To calculate the maximum possible χ2 value for other numbers of cases and other values of p and q, see equation 4 in the online data supplement.
We have shown that if 10% of the controls in a sample are misclassified, that is, are actually affected with the disease under study, the sample's informativeness falls to about 75%–80% of what it would have been if all controls had been correctly classified; and if 25% of controls are misclassified, informativeness falls to around 50%, where we measure informativeness via the chi-square value from a “perfect” sample. These results are robust and do not depend on the true proportions of the genetic marker in the cases and controls or on whether there are equal numbers of cases and controls. Removing the ill controls from the control sample restores much of that lost informativeness and more than compensates for the reduced sample size. In this sense, the misclassified controls are “worse than useless” for analysis.
We have illustrated the effects when α is as high as 10% or 25%. If α is very low, the effect of misclassification is minor. For example, if α is only 1%, then (1–α)2 is 98%, and 1–α is 99%; the study's informativeness is hardly reduced at all, whether the misclassified controls are left in or not. Thus, these issues may be of less concern for rare psychiatric conditions such as schizophrenia.
Readers should bear in mind that these chi-square values do not measure statistical power directly. A user who wants to estimate power should use appropriate power formulas (see reference 3, for example) or run computer simulations to do so.
Additionally, we have illustrated how if one has a limited number of cases available, then once past a certain point, increasing the number of controls no longer adds statistical power to one's study. This fact is well known in biostatistics (see reference 4, for example) but has not been widely recognized in psychiatric genetics. One implication is that consortia or repositories with very large numbers of controls may be of limited usefulness for some studies.

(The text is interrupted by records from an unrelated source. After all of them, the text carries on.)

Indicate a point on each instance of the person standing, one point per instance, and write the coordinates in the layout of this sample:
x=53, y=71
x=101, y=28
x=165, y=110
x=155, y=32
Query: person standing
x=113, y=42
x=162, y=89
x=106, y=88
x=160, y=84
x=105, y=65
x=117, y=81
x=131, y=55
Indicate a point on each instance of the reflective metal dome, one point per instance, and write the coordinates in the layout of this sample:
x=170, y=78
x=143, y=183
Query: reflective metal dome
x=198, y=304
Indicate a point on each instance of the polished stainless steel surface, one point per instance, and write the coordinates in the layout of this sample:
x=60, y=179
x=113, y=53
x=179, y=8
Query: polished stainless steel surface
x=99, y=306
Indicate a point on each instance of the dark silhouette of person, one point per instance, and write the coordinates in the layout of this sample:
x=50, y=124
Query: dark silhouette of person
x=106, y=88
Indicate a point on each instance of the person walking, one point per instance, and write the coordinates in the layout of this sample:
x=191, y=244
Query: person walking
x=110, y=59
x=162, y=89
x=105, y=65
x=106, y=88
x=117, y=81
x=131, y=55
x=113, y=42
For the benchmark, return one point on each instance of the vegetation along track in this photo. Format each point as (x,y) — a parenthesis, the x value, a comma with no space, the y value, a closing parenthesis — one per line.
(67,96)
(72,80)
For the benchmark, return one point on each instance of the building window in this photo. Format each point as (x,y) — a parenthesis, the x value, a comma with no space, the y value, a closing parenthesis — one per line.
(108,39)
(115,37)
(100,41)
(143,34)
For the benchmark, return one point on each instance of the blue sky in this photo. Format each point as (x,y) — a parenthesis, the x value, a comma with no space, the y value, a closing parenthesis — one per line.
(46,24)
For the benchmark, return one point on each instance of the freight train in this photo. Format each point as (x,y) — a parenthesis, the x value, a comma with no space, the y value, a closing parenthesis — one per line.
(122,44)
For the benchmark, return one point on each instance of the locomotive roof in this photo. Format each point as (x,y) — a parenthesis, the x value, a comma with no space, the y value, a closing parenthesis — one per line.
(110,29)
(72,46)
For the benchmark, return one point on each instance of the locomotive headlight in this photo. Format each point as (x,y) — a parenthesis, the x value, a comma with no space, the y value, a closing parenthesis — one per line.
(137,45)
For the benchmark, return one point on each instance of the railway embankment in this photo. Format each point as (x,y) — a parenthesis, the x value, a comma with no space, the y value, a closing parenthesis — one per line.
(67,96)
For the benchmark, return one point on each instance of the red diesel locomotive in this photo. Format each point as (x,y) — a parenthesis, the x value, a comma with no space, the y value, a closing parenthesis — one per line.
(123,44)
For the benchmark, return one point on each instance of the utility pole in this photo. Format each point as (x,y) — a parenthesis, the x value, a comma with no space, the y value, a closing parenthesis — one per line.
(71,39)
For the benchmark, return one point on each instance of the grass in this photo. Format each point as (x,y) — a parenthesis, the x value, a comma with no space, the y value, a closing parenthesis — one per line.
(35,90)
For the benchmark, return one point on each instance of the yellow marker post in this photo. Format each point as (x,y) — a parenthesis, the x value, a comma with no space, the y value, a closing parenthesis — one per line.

The reader may ask, “If I can identify which of my controls are misclassified, couldn't I simply move them into the 'cases' category—wouldn't that be better than removing them from the study altogether?” Yes, in the ideal situation in which one may be certain that the misclassified controls actually meet one's diagnostic criteria for the disease of interest, counting them as cases will increase statistical power. However, if there is uncertainty about their diagnoses, it is better simply to remove them from the study (5). Our results show that the loss in informativeness from doing so is not as severe as leaving them in as controls would be.
Ongoing discussions in psychiatric genetics concern just how damaging misclassified controls may be to a case-control study. Some have argued that it is all right to have misclassified controls in one's sample as long as one collects a sufficiently large sample to “counteract” their effect (see reference 6, for example). However, we have also illustrated how simply collecting more and more controls does not necessarily solve the problem, since beyond a certain point, additional controls add no more statistical power. Schwartz and Susser (7, 8) have argued that using “well” (i.e., screened) controls actually undermines validity. However, their argument addresses the situation in which investigators use stricter criteria for the controls than for the cases, such that cases and controls are no longer comparable. They do not address the more general situation in which comparable criteria are used for both groups, which is our concern here.